Donnerstag, September 06, 2007

Täter und Opfer




















Ich dachte immer, wir Menschen sind unverbesserliche Egoisten und haben nur uns selbst im Kopf. Den ganzen Tag verbringen wir mit uns und unseren Gedanken, die sich um unser Wohl und unsere Zukunft drehen. Wenn wir anderen helfen, tun wir es nur für unseren eigenen Ruhm.

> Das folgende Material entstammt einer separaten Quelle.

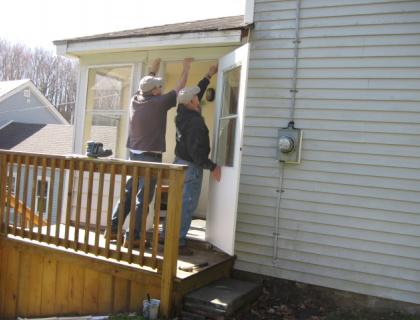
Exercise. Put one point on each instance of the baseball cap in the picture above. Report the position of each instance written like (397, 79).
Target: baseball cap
(185, 95)
(148, 83)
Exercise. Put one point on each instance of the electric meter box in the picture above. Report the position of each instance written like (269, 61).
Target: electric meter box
(289, 144)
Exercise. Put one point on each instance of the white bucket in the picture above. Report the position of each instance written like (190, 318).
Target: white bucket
(151, 309)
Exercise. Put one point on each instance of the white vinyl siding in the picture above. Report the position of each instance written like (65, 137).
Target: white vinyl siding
(350, 212)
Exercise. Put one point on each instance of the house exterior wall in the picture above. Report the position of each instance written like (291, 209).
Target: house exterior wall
(35, 111)
(349, 215)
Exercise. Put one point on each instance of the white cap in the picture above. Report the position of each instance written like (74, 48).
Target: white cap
(148, 83)
(187, 94)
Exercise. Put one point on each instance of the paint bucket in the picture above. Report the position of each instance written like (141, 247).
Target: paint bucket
(151, 309)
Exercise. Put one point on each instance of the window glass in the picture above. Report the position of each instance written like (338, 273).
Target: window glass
(228, 117)
(107, 103)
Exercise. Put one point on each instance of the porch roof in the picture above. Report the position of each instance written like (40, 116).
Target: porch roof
(217, 24)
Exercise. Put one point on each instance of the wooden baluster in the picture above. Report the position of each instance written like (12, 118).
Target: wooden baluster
(78, 204)
(88, 206)
(158, 200)
(17, 193)
(173, 221)
(121, 209)
(50, 199)
(99, 206)
(3, 191)
(33, 194)
(9, 193)
(110, 207)
(24, 221)
(135, 177)
(41, 202)
(145, 211)
(69, 200)
(59, 201)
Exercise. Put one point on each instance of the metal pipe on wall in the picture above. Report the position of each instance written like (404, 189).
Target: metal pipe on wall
(293, 91)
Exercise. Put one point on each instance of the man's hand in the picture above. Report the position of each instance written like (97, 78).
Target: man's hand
(154, 69)
(217, 173)
(212, 71)
(186, 64)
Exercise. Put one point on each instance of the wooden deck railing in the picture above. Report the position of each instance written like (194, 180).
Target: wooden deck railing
(67, 190)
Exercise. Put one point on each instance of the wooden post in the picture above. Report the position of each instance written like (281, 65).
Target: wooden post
(17, 194)
(3, 173)
(173, 222)
(99, 206)
(50, 199)
(88, 206)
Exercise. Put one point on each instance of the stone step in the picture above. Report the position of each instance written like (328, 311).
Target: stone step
(220, 299)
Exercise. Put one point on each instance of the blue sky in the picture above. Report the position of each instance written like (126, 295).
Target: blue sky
(36, 23)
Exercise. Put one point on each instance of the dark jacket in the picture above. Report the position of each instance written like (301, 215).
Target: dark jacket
(192, 134)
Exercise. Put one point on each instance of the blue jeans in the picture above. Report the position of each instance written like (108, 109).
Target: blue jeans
(139, 196)
(190, 196)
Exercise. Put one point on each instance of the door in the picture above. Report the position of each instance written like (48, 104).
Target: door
(227, 146)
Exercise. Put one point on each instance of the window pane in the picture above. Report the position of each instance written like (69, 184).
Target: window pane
(108, 100)
(226, 142)
(109, 88)
(230, 91)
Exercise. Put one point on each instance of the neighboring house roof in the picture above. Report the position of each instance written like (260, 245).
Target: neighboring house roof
(218, 24)
(9, 88)
(39, 138)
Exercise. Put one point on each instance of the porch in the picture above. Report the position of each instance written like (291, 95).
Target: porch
(68, 267)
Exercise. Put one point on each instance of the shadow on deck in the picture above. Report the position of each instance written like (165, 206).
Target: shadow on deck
(39, 279)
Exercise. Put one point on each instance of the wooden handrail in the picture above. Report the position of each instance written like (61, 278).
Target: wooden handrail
(82, 191)
(22, 210)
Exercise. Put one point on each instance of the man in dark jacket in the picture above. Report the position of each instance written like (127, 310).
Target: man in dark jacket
(146, 138)
(193, 148)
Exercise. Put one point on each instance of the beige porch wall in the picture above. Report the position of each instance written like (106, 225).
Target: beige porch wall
(204, 57)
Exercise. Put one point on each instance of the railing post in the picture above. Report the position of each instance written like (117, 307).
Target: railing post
(3, 177)
(173, 222)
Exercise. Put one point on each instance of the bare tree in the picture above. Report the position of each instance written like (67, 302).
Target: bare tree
(55, 77)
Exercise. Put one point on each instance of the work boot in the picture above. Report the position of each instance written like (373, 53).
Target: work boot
(185, 251)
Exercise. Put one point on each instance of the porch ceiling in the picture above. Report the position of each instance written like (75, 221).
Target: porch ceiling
(220, 31)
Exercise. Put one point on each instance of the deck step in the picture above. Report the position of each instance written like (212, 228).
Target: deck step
(219, 299)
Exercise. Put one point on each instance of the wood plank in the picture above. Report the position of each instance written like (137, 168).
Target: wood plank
(3, 173)
(121, 295)
(80, 178)
(121, 216)
(11, 284)
(131, 225)
(91, 292)
(88, 206)
(35, 285)
(105, 293)
(69, 203)
(9, 193)
(50, 199)
(76, 288)
(59, 200)
(48, 286)
(109, 211)
(33, 194)
(158, 200)
(24, 283)
(62, 287)
(41, 202)
(137, 295)
(99, 206)
(145, 211)
(171, 240)
(17, 195)
(25, 219)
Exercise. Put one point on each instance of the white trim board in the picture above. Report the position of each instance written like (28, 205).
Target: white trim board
(211, 38)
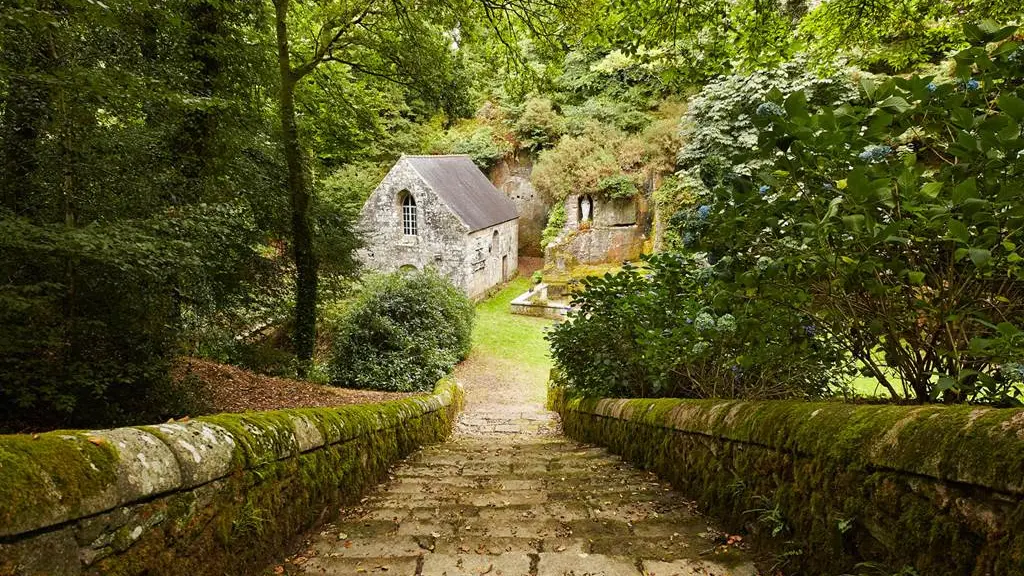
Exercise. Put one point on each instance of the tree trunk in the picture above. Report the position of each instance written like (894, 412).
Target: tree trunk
(299, 195)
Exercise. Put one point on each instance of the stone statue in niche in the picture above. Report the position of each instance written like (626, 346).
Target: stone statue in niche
(586, 208)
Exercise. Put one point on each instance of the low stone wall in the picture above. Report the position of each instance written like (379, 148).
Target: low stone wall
(216, 495)
(830, 485)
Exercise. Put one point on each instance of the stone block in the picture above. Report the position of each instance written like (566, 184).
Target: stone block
(205, 452)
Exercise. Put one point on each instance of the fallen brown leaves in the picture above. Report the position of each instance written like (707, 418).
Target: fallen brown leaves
(236, 389)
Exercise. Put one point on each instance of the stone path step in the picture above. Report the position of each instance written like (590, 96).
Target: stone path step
(508, 496)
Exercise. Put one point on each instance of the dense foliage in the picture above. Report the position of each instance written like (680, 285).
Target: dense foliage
(403, 332)
(131, 161)
(144, 193)
(893, 222)
(667, 329)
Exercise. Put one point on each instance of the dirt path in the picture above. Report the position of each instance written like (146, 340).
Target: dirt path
(509, 496)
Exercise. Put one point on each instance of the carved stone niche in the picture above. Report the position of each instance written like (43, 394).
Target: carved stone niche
(615, 212)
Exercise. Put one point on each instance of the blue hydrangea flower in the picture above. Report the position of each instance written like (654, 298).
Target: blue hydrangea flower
(726, 323)
(770, 109)
(876, 153)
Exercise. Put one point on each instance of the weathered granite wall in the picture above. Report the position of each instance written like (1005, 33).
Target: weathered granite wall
(939, 489)
(440, 242)
(616, 233)
(511, 175)
(212, 496)
(492, 257)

Es gibt aber Momente, in denen ich bemerke, dass dies nicht stimmt. Wenn sich andere an meine Worte erinnern, an die ich mich partout nicht erinnern kann. Bei denen ich sogar schwören könnte, sie nie ausgesprochen zu haben. Oder von denen ich denke, dass ich sie nur gedacht, aber nie gesagt habe. Ich habe sie aber gesagt und, schlimmer, der andere erinnert sich ihrer besser als ich!

Menschen, die wir, wenn nicht für sehr gute Freunde (dazu war zu wenig Zeit), dann doch für gute Kameraden hielten, melden sich nicht mehr, oder antworten nicht. Und andere, die wir innerlich abgeschrieben haben, weil sie sonstwelchen Kriterien nicht entsprachen, sind einfach da. Doch unserer selektiven Erinnerung entspricht eine selektive Wahrnehmung. Wir hängen uns an die Undankbaren und machen den Personen, denen wir wichtig sind, den Zutritt zu unserem jardin secret so schwer wie möglich.

Wir sind Opfer und Täter zugleich.
K.


Frühstück kontinental

Mein Zimmer hier ist une chambre. Will damit sagen, es erinnert an einstige herrliche Lesestunden in der Erich-Kästner und Hermann-Hesse-Welt, in der möbilierte Zimmer für ein Lebensgefühl von intellektuellem Erwachen, geistiger Unabhängigkeit in bescheidenen finanziellen Verhältnissen stehen. Die Decken sind hoch. Die Wände sind aus Karton. Der Heizung nimmt man nicht ab, dass sie in wenigen Wochen ihren Zweck erfüllen werden kann.

Morgens brauche ich nur einen Stockwerk hinabzusteigen, wo es Frühstück gibt. Auf einem kleinen Tablett sind unfehlbar eine gefaltete Papierserviette mit einem Päckchen Butter drapiert. Es gibt Kaffee, Kakao oder Tee in henkellosen Schüsseln. Ich frage mich, ob die Baguette, die wie ein Schwamm aussieht und nach nichts schmeckt, satt machen kann. Im Hintergrund dudeln bekannte Schlager aus dem Radio.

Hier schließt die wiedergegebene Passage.